Монтаг подсказывает:

«А затем?»

«Как тебе сказать, затем случилась жизнь. – Начальник Пожарных закрывает глаза, вспоминая. – Жизнь. Обычная жизнь. Та самая. Любовь, которая была не очень-то и любовью, мечта, которая прокисла и свернулась, секс, который развалился на части, смерти, которые так быстро и так незаслуженно пришли к моим друзьям, убийство того, убийство другого, безумие близкого человека, медленная смерть матери, внезапное самоубийство отца… – бег стада слонов, мощная атака болезней.
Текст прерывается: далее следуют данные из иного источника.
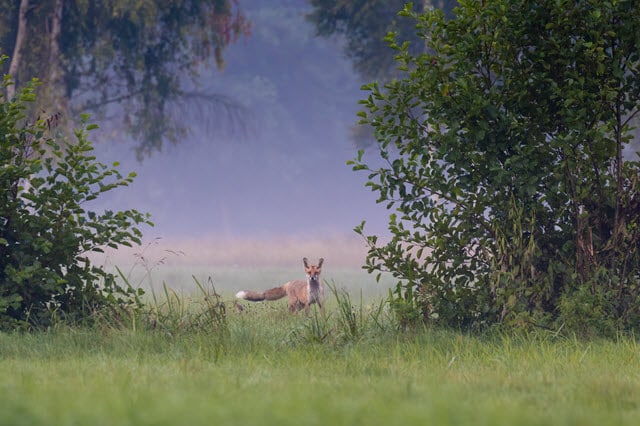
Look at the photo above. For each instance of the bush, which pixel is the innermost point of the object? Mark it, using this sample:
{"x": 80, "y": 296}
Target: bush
{"x": 46, "y": 230}
{"x": 501, "y": 153}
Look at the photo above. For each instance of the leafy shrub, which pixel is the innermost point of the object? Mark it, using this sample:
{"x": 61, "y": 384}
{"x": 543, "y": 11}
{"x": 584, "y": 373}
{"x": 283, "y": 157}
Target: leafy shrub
{"x": 501, "y": 155}
{"x": 46, "y": 230}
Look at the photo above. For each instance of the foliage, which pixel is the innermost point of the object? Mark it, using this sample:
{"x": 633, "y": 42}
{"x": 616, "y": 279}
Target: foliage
{"x": 46, "y": 228}
{"x": 365, "y": 23}
{"x": 501, "y": 152}
{"x": 129, "y": 59}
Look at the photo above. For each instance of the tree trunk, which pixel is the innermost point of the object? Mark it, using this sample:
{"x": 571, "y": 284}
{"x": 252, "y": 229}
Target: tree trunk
{"x": 17, "y": 48}
{"x": 55, "y": 79}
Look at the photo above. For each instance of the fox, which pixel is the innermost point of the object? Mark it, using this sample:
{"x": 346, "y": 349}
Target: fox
{"x": 301, "y": 294}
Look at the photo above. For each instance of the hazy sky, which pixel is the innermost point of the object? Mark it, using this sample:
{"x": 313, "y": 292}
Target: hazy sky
{"x": 284, "y": 173}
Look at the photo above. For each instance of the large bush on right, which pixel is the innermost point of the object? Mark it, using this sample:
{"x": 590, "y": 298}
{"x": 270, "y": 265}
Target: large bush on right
{"x": 502, "y": 158}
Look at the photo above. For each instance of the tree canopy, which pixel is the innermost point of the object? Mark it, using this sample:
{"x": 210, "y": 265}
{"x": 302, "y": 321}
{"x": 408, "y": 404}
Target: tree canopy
{"x": 502, "y": 146}
{"x": 133, "y": 60}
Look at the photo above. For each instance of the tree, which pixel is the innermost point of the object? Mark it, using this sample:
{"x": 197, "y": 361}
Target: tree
{"x": 365, "y": 24}
{"x": 130, "y": 59}
{"x": 46, "y": 227}
{"x": 503, "y": 148}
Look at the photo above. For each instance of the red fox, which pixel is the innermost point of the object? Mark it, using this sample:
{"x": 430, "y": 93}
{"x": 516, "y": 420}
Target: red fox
{"x": 301, "y": 293}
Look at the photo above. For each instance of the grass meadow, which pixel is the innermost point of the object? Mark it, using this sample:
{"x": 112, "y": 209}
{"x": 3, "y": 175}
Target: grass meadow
{"x": 191, "y": 361}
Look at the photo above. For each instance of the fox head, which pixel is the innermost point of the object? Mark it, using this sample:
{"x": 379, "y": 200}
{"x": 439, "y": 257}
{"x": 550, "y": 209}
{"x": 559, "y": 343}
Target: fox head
{"x": 312, "y": 271}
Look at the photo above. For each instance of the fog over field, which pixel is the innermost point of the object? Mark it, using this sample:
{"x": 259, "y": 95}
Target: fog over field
{"x": 271, "y": 186}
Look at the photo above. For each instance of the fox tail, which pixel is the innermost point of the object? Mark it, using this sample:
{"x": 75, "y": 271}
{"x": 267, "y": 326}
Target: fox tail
{"x": 256, "y": 296}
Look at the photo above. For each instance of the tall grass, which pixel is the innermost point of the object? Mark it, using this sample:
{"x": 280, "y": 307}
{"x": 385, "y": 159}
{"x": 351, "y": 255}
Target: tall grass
{"x": 198, "y": 359}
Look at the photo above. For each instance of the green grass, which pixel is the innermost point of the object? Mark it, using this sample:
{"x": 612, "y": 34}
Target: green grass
{"x": 263, "y": 366}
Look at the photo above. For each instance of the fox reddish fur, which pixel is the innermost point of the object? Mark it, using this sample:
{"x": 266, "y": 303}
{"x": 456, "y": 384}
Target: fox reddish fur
{"x": 301, "y": 294}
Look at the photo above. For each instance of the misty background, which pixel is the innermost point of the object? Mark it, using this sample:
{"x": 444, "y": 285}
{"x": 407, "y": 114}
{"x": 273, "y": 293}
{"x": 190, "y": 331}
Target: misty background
{"x": 271, "y": 185}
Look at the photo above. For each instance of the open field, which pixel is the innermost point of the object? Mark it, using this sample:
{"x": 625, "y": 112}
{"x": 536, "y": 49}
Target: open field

И ни разу, ни разу не подвернулась в нужное время нужная книга, чтобы заткнуть отверстие в крошащейся стене разваливающейся плотины и тем самым сдержать потоп. Метафорой больше, сравнением меньше, дело не в этом. И вот, когда мой тридцатый год был на исходе и тридцать первый уже высунул краешек, я решил, что надо оправляться от болезни, – а ведь все кости до единой переломаны, каждый сантиметр кожи ободран, изранен или обожжен. Я взглянул на себя в зеркало и за испуганным лицом молодого еще человека увидел затаившегося там старика, увидел ненависть ко всем и ко всему на свете. Что ни назови – все проклял бы! И я открыл страницы прекрасных книг своей библиотеки и обнаружил… что, что, что же я там обнаружил?!»

Монтаг высказывает догадку:

«Страницы оказались пустыми?»

«В самое яблочко! Точно в цель! О, конечно, слова там были, но они обтекали мои глаза, как горячее масло, не попадая внутрь, и не означали ничего. Они не могли предложить ни помощи, ни утешения, ни покоя, ни тихой гавани, ни настоящей любви, ни кровати, ни света».